Given the near-consensus view of climate scientists that greenhouse gas emissions are causing climate change, building the pipeline to develop this source of oil would ultimately result in the rest of us having to bear greater burdens in reducing greenhouse gas emissions to make up the difference. Or, if no offsetting reductions are made, it would force us to bear worse consequences in extreme weather and the resulting calamity.
TransCanada has demonstrated the same corporate tendency to cut corners that resulted in the gulf oil spill. They proposed to use a thinner walled pipe than is normally used at the pressures they planned. While TransCanada backed down from that plan in response to public pressure, the fact that it was even proposed demonstrates the company cannot be trusted to protect the precious land and water of the Nebraska Sandhills.

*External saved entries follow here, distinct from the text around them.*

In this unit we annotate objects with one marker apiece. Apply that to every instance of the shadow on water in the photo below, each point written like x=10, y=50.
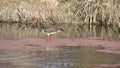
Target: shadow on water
x=68, y=57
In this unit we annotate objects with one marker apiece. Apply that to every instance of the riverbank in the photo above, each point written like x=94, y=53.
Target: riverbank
x=43, y=44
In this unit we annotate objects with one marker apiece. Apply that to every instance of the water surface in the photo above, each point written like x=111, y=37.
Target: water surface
x=66, y=57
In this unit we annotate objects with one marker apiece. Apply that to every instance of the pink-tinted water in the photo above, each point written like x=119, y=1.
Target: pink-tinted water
x=38, y=44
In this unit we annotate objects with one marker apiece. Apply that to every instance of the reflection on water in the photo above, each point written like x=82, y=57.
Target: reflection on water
x=68, y=57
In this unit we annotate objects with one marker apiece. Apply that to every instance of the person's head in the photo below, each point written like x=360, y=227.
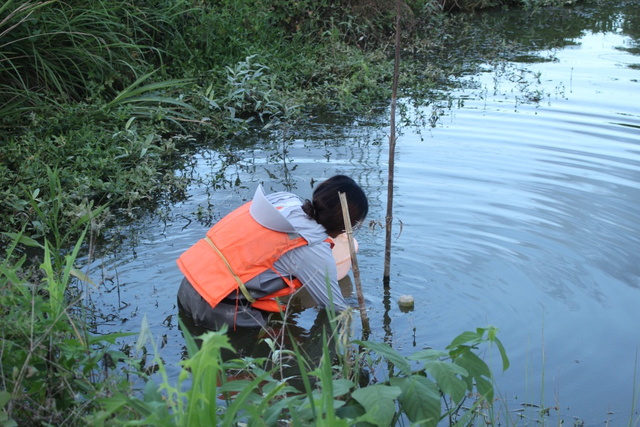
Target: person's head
x=326, y=208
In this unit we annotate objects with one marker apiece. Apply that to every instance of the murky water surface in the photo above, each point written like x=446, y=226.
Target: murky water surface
x=519, y=209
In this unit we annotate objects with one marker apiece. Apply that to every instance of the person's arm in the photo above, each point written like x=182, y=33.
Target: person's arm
x=312, y=265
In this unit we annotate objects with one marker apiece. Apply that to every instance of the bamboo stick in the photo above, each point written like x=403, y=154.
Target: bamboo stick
x=392, y=151
x=354, y=264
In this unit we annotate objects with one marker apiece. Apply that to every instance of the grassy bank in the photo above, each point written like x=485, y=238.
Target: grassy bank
x=110, y=93
x=100, y=102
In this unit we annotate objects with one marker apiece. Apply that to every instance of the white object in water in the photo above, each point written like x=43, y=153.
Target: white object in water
x=342, y=255
x=405, y=301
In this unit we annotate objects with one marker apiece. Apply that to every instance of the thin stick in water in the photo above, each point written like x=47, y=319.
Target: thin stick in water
x=354, y=264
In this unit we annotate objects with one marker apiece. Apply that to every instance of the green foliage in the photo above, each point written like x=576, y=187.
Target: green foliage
x=52, y=368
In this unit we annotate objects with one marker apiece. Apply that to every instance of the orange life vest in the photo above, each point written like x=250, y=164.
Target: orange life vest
x=234, y=251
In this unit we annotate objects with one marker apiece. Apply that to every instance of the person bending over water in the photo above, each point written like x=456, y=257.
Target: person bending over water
x=268, y=248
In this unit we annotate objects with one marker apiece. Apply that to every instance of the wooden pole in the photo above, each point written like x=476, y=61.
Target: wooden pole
x=354, y=264
x=392, y=151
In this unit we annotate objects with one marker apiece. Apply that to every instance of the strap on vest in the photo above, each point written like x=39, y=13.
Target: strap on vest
x=243, y=289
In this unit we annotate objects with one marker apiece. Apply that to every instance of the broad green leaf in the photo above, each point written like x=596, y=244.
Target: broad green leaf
x=475, y=366
x=445, y=376
x=379, y=402
x=420, y=399
x=398, y=360
x=341, y=387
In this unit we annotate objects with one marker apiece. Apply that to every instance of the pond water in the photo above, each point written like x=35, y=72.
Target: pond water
x=518, y=209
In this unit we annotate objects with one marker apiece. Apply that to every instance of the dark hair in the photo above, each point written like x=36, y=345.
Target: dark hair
x=326, y=208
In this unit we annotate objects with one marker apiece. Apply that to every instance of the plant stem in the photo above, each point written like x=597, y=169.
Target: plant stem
x=354, y=264
x=392, y=151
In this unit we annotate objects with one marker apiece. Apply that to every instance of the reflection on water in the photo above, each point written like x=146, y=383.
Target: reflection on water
x=519, y=208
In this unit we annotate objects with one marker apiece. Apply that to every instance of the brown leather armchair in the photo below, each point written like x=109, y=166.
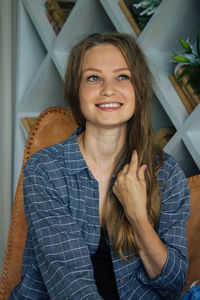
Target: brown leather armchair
x=52, y=126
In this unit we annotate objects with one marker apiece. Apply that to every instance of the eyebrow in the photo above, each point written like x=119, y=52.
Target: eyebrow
x=99, y=71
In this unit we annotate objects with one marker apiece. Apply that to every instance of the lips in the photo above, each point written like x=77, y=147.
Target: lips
x=109, y=105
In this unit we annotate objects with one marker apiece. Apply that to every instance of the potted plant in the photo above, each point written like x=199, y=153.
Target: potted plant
x=187, y=69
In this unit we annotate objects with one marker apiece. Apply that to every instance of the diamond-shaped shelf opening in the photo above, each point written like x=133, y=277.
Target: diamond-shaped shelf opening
x=157, y=38
x=47, y=90
x=37, y=11
x=31, y=53
x=87, y=17
x=183, y=157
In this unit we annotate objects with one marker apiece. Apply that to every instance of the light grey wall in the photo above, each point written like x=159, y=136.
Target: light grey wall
x=7, y=35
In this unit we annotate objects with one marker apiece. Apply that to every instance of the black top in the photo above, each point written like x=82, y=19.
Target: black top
x=103, y=270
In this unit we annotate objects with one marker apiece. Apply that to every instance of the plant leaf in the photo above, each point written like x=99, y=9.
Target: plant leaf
x=180, y=58
x=185, y=71
x=194, y=79
x=186, y=45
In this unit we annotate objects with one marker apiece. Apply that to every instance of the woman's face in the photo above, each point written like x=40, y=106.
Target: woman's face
x=106, y=93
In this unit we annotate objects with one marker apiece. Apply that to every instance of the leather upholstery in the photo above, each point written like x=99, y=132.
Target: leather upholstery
x=54, y=125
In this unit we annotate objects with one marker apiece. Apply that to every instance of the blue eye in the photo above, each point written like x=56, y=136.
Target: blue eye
x=124, y=77
x=93, y=78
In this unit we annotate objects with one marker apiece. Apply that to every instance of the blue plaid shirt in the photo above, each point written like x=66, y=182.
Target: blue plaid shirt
x=61, y=202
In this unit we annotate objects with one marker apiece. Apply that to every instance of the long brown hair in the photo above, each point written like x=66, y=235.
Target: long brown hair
x=139, y=131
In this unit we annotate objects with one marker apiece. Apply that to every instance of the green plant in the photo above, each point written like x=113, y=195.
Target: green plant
x=191, y=60
x=147, y=7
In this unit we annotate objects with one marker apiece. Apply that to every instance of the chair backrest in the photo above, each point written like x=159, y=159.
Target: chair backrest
x=52, y=126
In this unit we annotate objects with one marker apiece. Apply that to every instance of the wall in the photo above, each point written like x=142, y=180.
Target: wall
x=8, y=10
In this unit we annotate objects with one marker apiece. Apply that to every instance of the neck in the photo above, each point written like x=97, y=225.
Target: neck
x=102, y=147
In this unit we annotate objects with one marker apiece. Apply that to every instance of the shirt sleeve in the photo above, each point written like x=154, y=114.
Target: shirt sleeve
x=173, y=233
x=61, y=252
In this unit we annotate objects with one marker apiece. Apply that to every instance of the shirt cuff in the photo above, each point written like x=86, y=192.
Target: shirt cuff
x=171, y=278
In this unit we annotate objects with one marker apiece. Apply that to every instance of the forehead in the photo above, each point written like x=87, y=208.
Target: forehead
x=102, y=54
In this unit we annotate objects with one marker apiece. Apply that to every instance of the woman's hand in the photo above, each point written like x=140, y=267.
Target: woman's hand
x=130, y=189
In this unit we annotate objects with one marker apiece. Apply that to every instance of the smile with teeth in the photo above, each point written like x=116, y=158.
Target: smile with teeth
x=109, y=105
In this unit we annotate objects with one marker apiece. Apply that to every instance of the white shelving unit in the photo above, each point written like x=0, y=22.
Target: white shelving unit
x=42, y=58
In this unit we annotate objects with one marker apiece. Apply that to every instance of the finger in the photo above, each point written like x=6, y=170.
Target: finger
x=141, y=173
x=133, y=163
x=124, y=169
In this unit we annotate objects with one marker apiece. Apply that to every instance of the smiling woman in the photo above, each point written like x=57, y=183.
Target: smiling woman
x=106, y=87
x=106, y=209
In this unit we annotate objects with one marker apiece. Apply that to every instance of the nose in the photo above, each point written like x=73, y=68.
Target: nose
x=107, y=88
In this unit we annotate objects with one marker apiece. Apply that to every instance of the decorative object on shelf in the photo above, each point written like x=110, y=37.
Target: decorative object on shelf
x=187, y=73
x=139, y=12
x=57, y=12
x=163, y=135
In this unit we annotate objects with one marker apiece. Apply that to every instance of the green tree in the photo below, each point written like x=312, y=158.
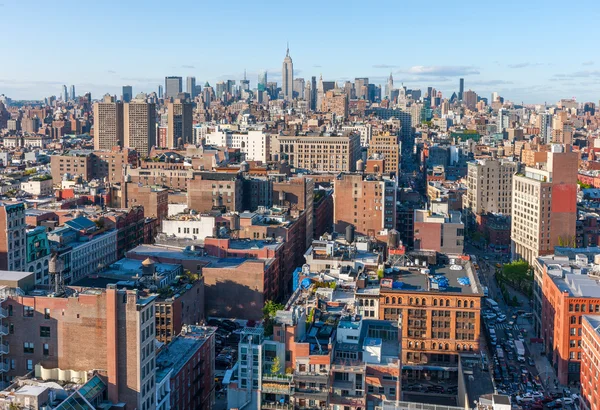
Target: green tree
x=276, y=366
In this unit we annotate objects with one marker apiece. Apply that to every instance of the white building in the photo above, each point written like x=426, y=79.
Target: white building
x=186, y=226
x=254, y=144
x=38, y=186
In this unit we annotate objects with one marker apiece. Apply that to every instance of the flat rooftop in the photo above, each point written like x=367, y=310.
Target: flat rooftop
x=415, y=281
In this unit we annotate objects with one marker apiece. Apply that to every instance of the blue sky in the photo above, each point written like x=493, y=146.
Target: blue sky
x=531, y=51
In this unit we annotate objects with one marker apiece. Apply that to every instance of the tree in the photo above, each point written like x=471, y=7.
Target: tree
x=276, y=366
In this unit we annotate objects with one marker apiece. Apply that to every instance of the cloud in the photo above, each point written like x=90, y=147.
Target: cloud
x=440, y=71
x=384, y=66
x=523, y=65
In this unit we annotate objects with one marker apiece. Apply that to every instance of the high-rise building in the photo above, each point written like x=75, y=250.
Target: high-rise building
x=313, y=93
x=361, y=87
x=287, y=77
x=367, y=203
x=127, y=93
x=262, y=81
x=139, y=118
x=489, y=187
x=470, y=99
x=389, y=87
x=173, y=86
x=191, y=86
x=544, y=206
x=179, y=126
x=12, y=239
x=108, y=123
x=299, y=88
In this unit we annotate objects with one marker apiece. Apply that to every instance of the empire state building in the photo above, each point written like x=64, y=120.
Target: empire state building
x=287, y=77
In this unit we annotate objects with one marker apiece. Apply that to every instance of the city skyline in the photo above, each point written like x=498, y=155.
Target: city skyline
x=512, y=60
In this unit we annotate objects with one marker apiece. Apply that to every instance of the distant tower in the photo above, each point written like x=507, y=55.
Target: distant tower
x=287, y=77
x=389, y=87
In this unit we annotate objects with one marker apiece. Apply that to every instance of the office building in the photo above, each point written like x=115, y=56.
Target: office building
x=109, y=329
x=179, y=123
x=569, y=291
x=127, y=93
x=439, y=231
x=108, y=123
x=287, y=77
x=12, y=239
x=320, y=153
x=140, y=125
x=262, y=81
x=367, y=202
x=173, y=86
x=191, y=86
x=590, y=363
x=544, y=211
x=386, y=145
x=489, y=188
x=470, y=99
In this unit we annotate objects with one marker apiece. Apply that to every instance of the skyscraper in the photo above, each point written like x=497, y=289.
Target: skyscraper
x=179, y=123
x=313, y=93
x=287, y=77
x=139, y=122
x=172, y=86
x=191, y=86
x=127, y=93
x=262, y=80
x=108, y=123
x=389, y=87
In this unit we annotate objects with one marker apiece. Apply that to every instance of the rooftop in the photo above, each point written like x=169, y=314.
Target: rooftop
x=181, y=349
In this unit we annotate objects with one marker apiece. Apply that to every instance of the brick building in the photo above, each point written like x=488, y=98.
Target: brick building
x=367, y=202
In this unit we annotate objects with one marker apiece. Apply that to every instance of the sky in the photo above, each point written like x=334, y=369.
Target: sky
x=528, y=51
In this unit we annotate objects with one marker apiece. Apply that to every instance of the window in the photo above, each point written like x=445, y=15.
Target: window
x=27, y=311
x=28, y=347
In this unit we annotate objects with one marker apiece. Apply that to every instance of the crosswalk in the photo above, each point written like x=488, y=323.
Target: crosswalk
x=506, y=326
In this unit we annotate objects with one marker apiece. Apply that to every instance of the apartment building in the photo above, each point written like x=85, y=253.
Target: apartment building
x=441, y=319
x=386, y=145
x=320, y=153
x=13, y=247
x=590, y=362
x=569, y=290
x=108, y=123
x=489, y=188
x=367, y=202
x=91, y=329
x=440, y=232
x=544, y=206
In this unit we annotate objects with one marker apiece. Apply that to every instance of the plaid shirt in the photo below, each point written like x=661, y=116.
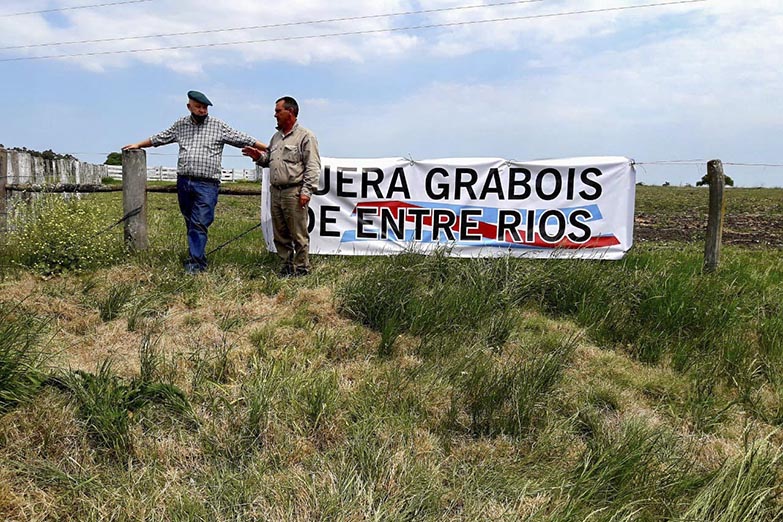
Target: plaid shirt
x=201, y=146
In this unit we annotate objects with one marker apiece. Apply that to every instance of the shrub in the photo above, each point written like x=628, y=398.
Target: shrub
x=54, y=235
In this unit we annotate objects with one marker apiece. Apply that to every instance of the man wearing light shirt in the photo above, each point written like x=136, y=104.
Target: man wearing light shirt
x=295, y=168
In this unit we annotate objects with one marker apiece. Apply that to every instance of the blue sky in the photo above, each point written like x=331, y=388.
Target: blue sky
x=692, y=81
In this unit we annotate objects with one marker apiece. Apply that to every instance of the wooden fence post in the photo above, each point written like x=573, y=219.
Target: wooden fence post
x=717, y=210
x=134, y=198
x=3, y=196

Despite the fact that the pipeline project has yet to be approved by the State Department, TransCanada is threatening to use strong-arm eminent domain tactics to force agreements with landowners who are not only skeptical about the pipeline project, but are not interested in it running through their farm or ranchland. Those actions seem premature at best.
The bottom line is clear. America must focus on better approaches to securing the energy it needs by developing renewable alternatives to fueling cars. In the long term, electric cars powered by renewable sources such as wind and low carbon biofuels will create greater opportunity in rural America while confronting the very real threat of climate change.